China had maintained all along that the RMB exchange rate was not seriously out of line with most of the world’s currencies and that modest creeping adjustments would rectify any anomalies. However, China’s moderate voice was drowned out by the cacophony of rabid voices from the West.
First among these voices would be Paul Krugman, the NYT’s (and Princeton University’s) Renminbi Rambo, whose increasingly shrill denunciations of China’s currency policy peaked in an almost hysterical tirade that claimed in part, “…. in China’s case, …. thanks to currency manipulation on a scale unprecedented in world history…”
We also had US Treasury Secretary Timothy Geithner, hoping to make it into the big time with similar undocumented accusations about China cheating on its exchange rate. And of course, like a recurring bad dream, we had the Jewish US senator Charles Schumer claiming that China’s RMB was undervalued by “at least 25% to 40%”.
But then the US FED began its ‘quantitative easing’ (QE1, 2 and 3), and someone pressed Krugman’s “mute” button. In the face of a sure onslaught of public criticism of his blind ideology, and with no moralistic defense for the US grossly inflating its currency and spreading that inflation to the rest of the world, Krugman appeared to have abandoned economics and suddenly became an op-ed expert on social and political policy.
Krugman was never able to face the bare facts that it was the US, and not China, that was ‘manipulating its currency on a scale unprecedented in world history’, so he chose to hide in the bushes and take up a different line of work. Geithner and Schumer went strangely silent too, at about the same time.
China did somewhat delink the RMB from the US dollar and widen the trading range. These moves, coupled with China’s increasing economic strength during the US financial meltdown, resulted in a gradual appreciation of the RMB by some 22% over 5 years, but none of that would have been attributable to any significant prior undervaluation.
In any case, even after this 22% rise, Krugman, Geithner, Schumer and others, were still wildy claiming the RMB was undervalued by yet “at least another 25% to 40%”.
These gentlemen were not easy to satisfy, but China held its ground, steadfastly maintaining that the RMB was reasonably valued and demonstrating a frustrating unwillingness to commit economic suicide just to please the US.

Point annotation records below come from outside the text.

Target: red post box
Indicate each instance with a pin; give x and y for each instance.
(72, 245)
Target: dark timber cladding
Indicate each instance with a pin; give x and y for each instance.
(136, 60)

It is true that China had a large trade surplus with the US, but it is also true that China had trade deficits with many other countries, many of which had currencies that were fully convertible. Such a situation cannot exist if that currency is much undervalued.
And today, the RMB appears to fluctuate steadily within its narrow trading band, moving both up and down in relation to other world currencies, with published expectation from many world bankers of a small (2% or so) decrease during the next 24 months. These expectations describe well a currency that is trading roughly at its equilibrium value.
In retrospect, it would appear that China’s currency policy had been quite appropriate, and that the RMB was never much out of line with its economic realities.
It is now obvious to anyone who looks, that the intense and unrelenting public pressure on China to revalue the RMB was entirely a political attempt by the US to do to China what was done to Japan with the Plaza Accord – destroy the economy of a serious competitor.
In the case of Japan, still being a US military and political colony, the US had the power to force that agreement; a power that was sorely lacking in the case of China, hence the grand media campaign intended to exert overwhelming international political pressure on China to revalue the RMB and commit suicide.
Geither tried valiantly until the end – in fact, until well past the end – to put a brave face on US claims about China’s currency. The US, with Geithner and others, exerted substantial political pressure on the G-20 members to condemn China’s currency policy at their last meeting.
They failed, miserably. In fact, they failed so badly that Obama was cut out of the group photo taken at the session’s end.
Not only did those 19 nations not condemn China as the US demanded, but they were unanimous in condemning the US for the selfish damage its reckless QE policies were inflicting on the nations of the world. Germany’s finance minister called the US “clueless”.
Many observers commented that if there was a single point that identified the US’ slide from local bully to also-ran, it was that G-20 meeting, where the other 19 nations were united against the bully.
In any case, we can now be grateful for Krugman’s silence. With luck, his declining professional reputation and his embarrassment at being publicly ridiculed for a senseless and wrong-headed ideological campaign against the RMB, will make that silence permanent.
And, if we’re really lucky, he will take Geithner and Schumer with him.